Einige Zwerggarnelen können sich untereinander kreuzen, z.B. die Tigergarnele mit der Bienengarnele, es enstehen Hybriden, um das zu verhindern sollte man diese Garnelen nicht untereinander vergesellschaften.
Bei genügend großen Aquarien (ab 54L) kann man Zwerggarnelen auch mit einigen Fischarten zusammen halten. Die Fische sollten aber so klein sein, das sie die Garnelen nicht fressen können. An den Junggarnelen vergreift sich fast jeder Fisch, aber bei guter Bepflanzung kommen immer ein paar Jungtiere durch.

5. Zucht

Man unterscheidet bei den Zwerggarnelen zwischen zwei Fortpflanzungstypen. Nämlich zwischen dem spezialisierten und dem primitven Fortpflanzungstyp.
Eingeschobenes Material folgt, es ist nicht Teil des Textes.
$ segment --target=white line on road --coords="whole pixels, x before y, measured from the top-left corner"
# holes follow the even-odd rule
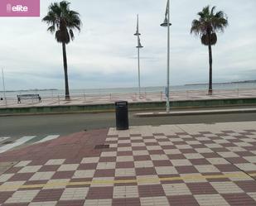
[[[60,135],[49,135],[49,136],[46,137],[45,138],[41,139],[41,141],[35,142],[34,144],[45,142],[45,141],[50,141],[50,140],[54,140],[54,139],[58,138],[59,137],[60,137]]]
[[[7,139],[9,139],[10,137],[0,137],[0,141],[3,141]]]
[[[25,142],[35,138],[36,136],[25,136],[17,141],[15,141],[12,144],[7,144],[6,146],[1,146],[0,147],[0,153],[5,152],[13,147],[16,147],[17,146],[22,145]]]

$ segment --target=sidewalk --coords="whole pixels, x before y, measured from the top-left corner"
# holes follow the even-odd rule
[[[81,94],[71,95],[72,101],[65,101],[64,97],[41,97],[41,103],[38,100],[22,100],[18,104],[17,98],[7,98],[7,105],[5,101],[0,101],[1,108],[31,108],[31,107],[53,107],[53,106],[69,106],[69,105],[94,105],[114,103],[114,102],[125,100],[129,103],[148,103],[148,102],[164,102],[165,94],[162,92],[158,93],[106,93],[106,94]],[[200,99],[232,99],[232,98],[256,98],[256,89],[226,89],[214,90],[213,95],[207,95],[206,90],[191,90],[191,91],[173,91],[170,93],[171,101],[184,100],[200,100]]]
[[[110,128],[5,152],[20,162],[0,175],[0,204],[255,205],[255,125]]]

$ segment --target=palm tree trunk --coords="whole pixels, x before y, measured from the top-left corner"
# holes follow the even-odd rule
[[[209,50],[209,89],[208,94],[212,95],[212,50],[211,50],[211,42],[210,42],[210,33],[208,34],[208,50]]]
[[[65,42],[62,42],[62,52],[63,52],[63,65],[64,65],[64,75],[65,75],[65,99],[70,100],[70,89],[69,89],[68,65],[66,60],[66,51],[65,51]]]

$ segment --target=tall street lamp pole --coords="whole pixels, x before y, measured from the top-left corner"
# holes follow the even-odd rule
[[[161,26],[167,27],[167,113],[170,113],[170,1],[167,0],[165,20]]]
[[[5,105],[7,105],[7,98],[5,94],[5,83],[4,83],[4,76],[3,76],[3,69],[2,69],[2,89],[3,89],[3,98],[5,101]]]
[[[143,46],[141,44],[140,38],[139,38],[140,35],[141,34],[139,33],[139,30],[138,30],[138,14],[137,15],[137,31],[134,36],[137,36],[137,39],[138,39],[138,46],[136,46],[136,48],[138,49],[138,95],[139,97],[141,97],[141,74],[140,74],[139,50],[143,48]]]

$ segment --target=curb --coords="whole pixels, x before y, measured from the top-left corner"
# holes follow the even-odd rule
[[[138,117],[170,117],[170,116],[186,116],[186,115],[205,115],[205,114],[229,114],[229,113],[256,113],[256,108],[243,109],[216,109],[216,110],[200,110],[200,111],[186,111],[186,112],[159,112],[159,113],[136,113]]]

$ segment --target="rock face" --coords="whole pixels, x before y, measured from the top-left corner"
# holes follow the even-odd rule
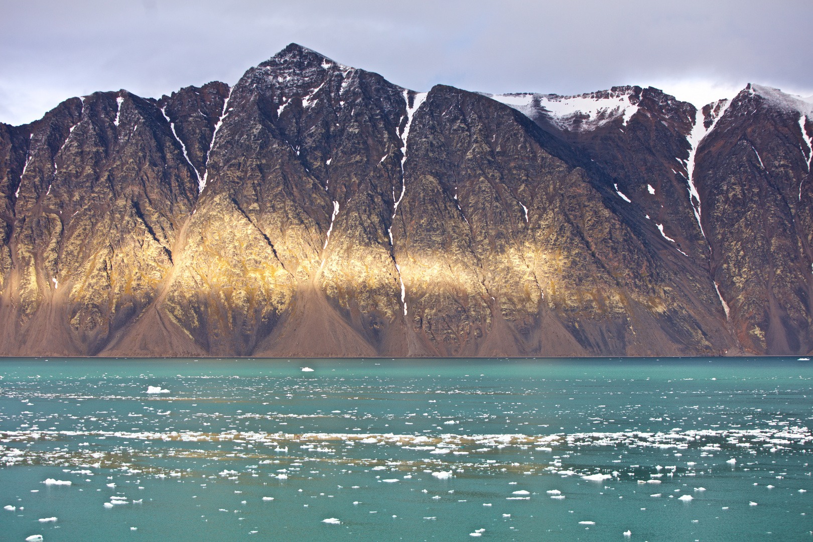
[[[754,85],[418,93],[295,44],[72,98],[0,124],[0,353],[810,353],[811,134]]]

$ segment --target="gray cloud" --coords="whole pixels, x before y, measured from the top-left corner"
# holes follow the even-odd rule
[[[417,90],[654,84],[700,100],[754,81],[813,93],[809,0],[0,0],[0,121],[11,124],[96,90],[232,84],[291,41]]]

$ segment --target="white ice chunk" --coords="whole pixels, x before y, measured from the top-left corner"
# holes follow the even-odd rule
[[[161,389],[161,386],[147,386],[147,393],[169,393],[169,390]]]
[[[68,480],[55,480],[53,478],[46,479],[45,482],[42,482],[46,486],[69,486],[72,482]]]
[[[601,482],[602,480],[606,480],[612,478],[611,475],[590,475],[589,476],[582,476],[581,479],[589,480],[590,482]]]

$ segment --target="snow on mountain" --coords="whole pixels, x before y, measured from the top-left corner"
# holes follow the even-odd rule
[[[788,94],[779,89],[761,85],[749,85],[746,87],[752,94],[757,94],[772,106],[786,111],[798,111],[805,115],[813,115],[813,96],[802,98]]]
[[[639,89],[628,86],[578,96],[536,93],[485,95],[528,117],[541,114],[562,129],[580,132],[594,130],[618,118],[626,125],[638,111],[639,92]]]

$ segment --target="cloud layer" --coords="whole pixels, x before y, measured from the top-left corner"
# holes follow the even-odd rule
[[[0,122],[71,96],[233,84],[295,41],[416,90],[653,85],[701,104],[753,81],[813,93],[809,0],[0,0]]]

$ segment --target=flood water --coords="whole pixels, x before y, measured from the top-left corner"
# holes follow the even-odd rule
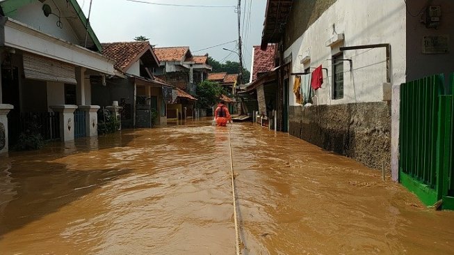
[[[243,254],[454,254],[454,212],[355,161],[232,128]],[[123,130],[0,156],[1,254],[234,254],[229,132]]]

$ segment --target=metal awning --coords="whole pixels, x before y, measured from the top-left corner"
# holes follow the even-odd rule
[[[76,84],[76,67],[54,59],[24,53],[25,79]]]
Zum primitven Fortpflanzunstypen gehört, von den oben aufgelisteten Garnelen, nur die Caridina japonica. Die Larven brauchen zur Entwicklung Brackwasser, in der Natur wandern sie aus den Flüssen in Richtung Küste um da eine gewisse Zeit zu verbringen und dann wieder zurück in die Flüsse zu schwimmen. Diese Wanderung im Aquarium nach zu stellen ist sehr schwer. Deshalb gelingt die Amanogarnelenzucht meist nicht.
Bei den Garnelen mit dem spezialisierten Fortpflanzungstypen gelingt die Zucht, wenn keine Fressfeinde vorhanden sind, fast wie von allein.